The premier then walks us through a day-in-the-life of Dina Lohan. Get up, come downstairs with your hair immaculately coiffed and impervious to water. Check the tabloids online, cut out tabloid articles at the table. Threaten to sue a blogger over a fake sex-tape their website has posted. Allow your preteen children to watch parts of said sex-tape to make sure they realize how fake and totally-not-Lindsay it is. Which, you know, I could totally relate to. Too bad Cody’s soccer practice interrupted the family bonding.
And in many ways, Lindsay really is the star of “Living Lohan.” If I had been accused of exploiting my daughters and leeching off their fame, and if I was given a reality show, I would probably try to avoid any obvious signs of obsession with said daughter. And Though she isn’t physically in the series, Lindsay is always the center of both Dina and Ali’s attention—whether it’s via the tabloids they check, or when Ali says she adores her sister and copy’s her hair, clothes, and makeup. And yes, listening to her say that makes the blood run cold.
The tabloids and paparazzi are probably the other star of the show. Oh my gosh, guys, are you aware the tabloids are totally all up in people’s business? And that they write things that are untrue and totally hurtful and sick? So sick we’re going to read it to Nana out loud during a pancake breakfast? Dina talks about the tabloids in the paranoid, vicious sort of way that makes me think they actually got something right. I have a feeling Dina resents the warts-and-all school of 21st century journalism because she has a lot she wants to hide, and is annoyed she’s been found out. After all, if the tabloids really were so malicious and destructive, she wouldn’t be pushing for Ali’s music career.
The music career subplot of the premier is a bit embarrassing, as well. In three weeks, Ali’s demo needs to be recorded, so Dina’s shopping around for producers, because the one’s the studios sent over “aren’t Ali’s kind of music, and Ali isn’t going to sing something she doesn’t believe in.” As Dina talks on the phone with a record company representative, it is clear she is enjoying her ignorant condescension towards the poor woman, who (rightly and rationally) points out that this is only a demo, and three weeks is a cutthroat amount of time to begin with.
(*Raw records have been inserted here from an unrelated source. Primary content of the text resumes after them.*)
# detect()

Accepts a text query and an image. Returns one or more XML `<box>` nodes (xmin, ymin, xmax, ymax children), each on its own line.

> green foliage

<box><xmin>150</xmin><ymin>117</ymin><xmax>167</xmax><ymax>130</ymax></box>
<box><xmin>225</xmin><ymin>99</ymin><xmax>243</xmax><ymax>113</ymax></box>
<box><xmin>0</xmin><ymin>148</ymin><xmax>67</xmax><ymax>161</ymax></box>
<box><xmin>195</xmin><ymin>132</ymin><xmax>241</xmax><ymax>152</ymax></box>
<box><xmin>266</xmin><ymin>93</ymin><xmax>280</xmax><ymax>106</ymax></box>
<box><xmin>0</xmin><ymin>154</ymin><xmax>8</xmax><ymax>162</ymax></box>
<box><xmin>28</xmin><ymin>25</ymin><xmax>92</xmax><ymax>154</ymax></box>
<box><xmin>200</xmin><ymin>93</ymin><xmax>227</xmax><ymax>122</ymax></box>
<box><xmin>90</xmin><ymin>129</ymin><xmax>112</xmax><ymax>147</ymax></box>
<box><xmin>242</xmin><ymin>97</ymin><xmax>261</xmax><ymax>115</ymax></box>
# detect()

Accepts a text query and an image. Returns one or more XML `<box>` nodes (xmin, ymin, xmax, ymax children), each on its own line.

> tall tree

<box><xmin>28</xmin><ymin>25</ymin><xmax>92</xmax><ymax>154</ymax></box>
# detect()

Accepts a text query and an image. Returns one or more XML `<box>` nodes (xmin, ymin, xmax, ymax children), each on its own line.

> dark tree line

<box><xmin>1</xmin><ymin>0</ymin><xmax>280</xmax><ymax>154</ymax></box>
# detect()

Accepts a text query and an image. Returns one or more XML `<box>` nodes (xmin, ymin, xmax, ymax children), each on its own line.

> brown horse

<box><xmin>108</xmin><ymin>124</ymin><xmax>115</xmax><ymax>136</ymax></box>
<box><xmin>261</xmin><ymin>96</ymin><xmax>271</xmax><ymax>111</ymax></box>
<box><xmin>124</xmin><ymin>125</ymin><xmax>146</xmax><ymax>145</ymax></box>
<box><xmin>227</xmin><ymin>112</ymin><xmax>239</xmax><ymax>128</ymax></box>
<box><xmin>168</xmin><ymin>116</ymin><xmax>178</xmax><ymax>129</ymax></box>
Clearly knowing better, Dina invites over a producer named Jeremy who has been stalking her on AIM. Jeremy’s in his mid-to-late twenties, terribly hot, and since his tracks are terribly mediocre I can only imagine there is a cougar-motivation behind his employment. He seems sweet, but also slightly opportunistic and shady, so Dina, as the protective mother, decides to leave Jeremy and Ali alone for several hours. There’s a lot of awkward eye batting as Ali clearly flirts with Jeremy in the slapdash and obvious way that was all-too-familiar to me from my junior high days. However, the innocence of this flirtation is corrupted by Dina’s brusque come-ons and Jeremy’s overall skeeziness.
Overall, the premier of “Living Lohan” is a mishmash of brattiness and brashness, starring that girl in high school who thought everyone was jealous of her, then grew up to get herpes and work as a manager at Hooters. Time will tell if it’s a trainwreck worthy watching. But I’m confident.